БУТЫЛКА, ЗАКОНЧЕННАЯ ПИТЬЕМ
Початая бутылка полна разговоров, пустая – сожалений. Раньше я спокойно относился к пустым бутылкам у себя на столе, теперь они меня раздражают, напоминая об объеме выпитого, и я сразу пытаюсь их убрать, а по возможности и выкинуть. Если бы у меня был шанс, то я попытался бы заменить свою судьбу на другую, как перегоревшую лампочку, или, если угодно, как пустую бутылку на полную, но Господь давно не желает ко мне прислушиваться. Признаться, я сейчас часто пытаюсь обратиться к Нему за помощью. Ничего другого не остается.

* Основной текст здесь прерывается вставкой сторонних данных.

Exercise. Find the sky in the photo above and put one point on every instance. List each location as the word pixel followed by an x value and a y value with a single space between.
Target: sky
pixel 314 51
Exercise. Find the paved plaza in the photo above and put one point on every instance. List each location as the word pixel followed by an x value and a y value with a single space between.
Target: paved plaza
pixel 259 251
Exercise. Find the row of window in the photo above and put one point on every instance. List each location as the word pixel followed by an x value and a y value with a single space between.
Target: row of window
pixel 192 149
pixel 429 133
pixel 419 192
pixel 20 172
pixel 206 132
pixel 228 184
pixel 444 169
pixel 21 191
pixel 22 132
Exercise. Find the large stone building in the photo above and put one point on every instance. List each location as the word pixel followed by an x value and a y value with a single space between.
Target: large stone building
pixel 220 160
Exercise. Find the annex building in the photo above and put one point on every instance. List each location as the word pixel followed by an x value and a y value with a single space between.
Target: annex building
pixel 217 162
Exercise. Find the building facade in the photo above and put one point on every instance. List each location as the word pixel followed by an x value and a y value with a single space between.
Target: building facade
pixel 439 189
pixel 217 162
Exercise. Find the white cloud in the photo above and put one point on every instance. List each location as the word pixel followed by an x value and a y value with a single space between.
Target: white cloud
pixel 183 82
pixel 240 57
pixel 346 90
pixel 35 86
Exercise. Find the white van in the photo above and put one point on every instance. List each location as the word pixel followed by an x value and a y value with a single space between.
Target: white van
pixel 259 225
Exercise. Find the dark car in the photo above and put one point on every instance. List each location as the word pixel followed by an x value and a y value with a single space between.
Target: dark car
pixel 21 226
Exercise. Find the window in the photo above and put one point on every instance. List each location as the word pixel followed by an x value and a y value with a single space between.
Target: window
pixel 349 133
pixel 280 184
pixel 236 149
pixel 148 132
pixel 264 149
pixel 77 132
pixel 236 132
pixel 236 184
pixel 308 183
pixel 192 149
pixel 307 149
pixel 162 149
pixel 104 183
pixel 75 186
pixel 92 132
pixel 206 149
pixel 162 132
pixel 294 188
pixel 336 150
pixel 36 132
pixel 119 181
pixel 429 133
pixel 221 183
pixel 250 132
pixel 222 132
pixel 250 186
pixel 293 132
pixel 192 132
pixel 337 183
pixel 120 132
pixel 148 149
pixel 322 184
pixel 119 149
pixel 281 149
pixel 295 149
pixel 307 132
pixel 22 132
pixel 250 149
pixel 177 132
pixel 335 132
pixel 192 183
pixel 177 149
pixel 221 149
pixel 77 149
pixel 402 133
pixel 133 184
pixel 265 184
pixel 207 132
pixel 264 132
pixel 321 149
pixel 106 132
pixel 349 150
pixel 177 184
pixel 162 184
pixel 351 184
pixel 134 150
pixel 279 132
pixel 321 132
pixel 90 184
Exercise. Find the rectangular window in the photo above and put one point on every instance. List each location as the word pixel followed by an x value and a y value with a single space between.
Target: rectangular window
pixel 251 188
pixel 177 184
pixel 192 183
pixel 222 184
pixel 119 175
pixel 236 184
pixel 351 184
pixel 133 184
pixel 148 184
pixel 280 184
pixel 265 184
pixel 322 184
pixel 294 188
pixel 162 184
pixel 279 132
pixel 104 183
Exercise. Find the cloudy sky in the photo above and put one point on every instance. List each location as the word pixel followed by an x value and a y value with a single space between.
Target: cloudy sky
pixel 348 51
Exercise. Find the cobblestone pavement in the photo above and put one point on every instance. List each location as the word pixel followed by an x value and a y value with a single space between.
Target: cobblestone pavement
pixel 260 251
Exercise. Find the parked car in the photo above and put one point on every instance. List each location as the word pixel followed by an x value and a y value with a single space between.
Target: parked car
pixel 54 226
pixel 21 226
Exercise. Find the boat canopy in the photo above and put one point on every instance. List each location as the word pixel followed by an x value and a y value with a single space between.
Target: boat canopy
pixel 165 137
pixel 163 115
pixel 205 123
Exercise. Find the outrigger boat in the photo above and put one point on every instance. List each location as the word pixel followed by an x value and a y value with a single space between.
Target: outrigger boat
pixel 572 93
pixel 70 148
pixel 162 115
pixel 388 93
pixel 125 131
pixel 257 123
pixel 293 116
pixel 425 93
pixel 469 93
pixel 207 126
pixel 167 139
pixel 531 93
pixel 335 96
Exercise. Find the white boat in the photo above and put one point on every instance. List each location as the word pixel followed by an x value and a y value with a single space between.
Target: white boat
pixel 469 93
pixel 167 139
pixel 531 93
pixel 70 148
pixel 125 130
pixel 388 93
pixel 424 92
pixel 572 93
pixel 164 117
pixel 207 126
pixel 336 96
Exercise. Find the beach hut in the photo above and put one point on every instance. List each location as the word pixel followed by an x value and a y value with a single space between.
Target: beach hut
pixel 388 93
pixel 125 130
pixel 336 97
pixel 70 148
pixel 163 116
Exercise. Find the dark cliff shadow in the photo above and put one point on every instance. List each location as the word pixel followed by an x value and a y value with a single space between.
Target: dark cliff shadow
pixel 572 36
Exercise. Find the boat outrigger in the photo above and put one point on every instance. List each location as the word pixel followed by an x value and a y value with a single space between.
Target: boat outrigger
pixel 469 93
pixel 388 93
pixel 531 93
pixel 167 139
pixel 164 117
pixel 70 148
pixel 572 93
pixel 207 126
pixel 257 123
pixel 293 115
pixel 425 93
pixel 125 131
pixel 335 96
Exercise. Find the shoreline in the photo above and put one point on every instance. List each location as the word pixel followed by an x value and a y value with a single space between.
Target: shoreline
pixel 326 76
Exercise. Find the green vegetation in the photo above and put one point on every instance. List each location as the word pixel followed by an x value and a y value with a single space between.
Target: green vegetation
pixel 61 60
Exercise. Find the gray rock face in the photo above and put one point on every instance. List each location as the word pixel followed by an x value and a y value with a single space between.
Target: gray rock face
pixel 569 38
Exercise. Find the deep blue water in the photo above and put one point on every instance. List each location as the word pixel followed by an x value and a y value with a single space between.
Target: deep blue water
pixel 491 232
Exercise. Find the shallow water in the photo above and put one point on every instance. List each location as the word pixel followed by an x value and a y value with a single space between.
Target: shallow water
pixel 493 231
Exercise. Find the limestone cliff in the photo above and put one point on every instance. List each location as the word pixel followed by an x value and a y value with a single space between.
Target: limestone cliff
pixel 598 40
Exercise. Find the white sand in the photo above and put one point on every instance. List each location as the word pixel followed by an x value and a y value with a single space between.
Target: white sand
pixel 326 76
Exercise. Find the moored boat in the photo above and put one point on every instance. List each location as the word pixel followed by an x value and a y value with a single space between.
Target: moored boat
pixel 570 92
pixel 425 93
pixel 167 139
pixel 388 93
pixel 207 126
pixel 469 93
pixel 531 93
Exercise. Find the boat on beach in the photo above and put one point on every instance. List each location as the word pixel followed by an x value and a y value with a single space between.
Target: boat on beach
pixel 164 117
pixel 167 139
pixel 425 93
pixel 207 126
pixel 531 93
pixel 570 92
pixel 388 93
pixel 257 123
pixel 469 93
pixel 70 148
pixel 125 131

Искусство выпивать в одиночку требует бережного отношения к своей памяти: недаром такие посиделки в народе называют “чокнуться с дьяволом”. Мне предстоит длинный вечер. И я начинаю вспоминать.
Прошлое путается с настоящим и сворачивается клубком, как собака у порога. Два печальных собачьих глаза глядят на меня сквозь шерсть не отрываясь…
Этот город был ничем не хуже других, просто я прожил в нем уже достаточно много времени. Мне надоели его плоские пейзажи, грязная неширокая река, в которой уже давно никто не купается, пустыри и холода. Сколько я бываю в сибирских городах, столько же меня раздражают холода и пустые пространства. Почему бы какому-нибудь современному художнику не написать полную психологизма картину: “В ожидании общественного транспорта”? Или они одновременно с палитрой приобретают личный автомобиль?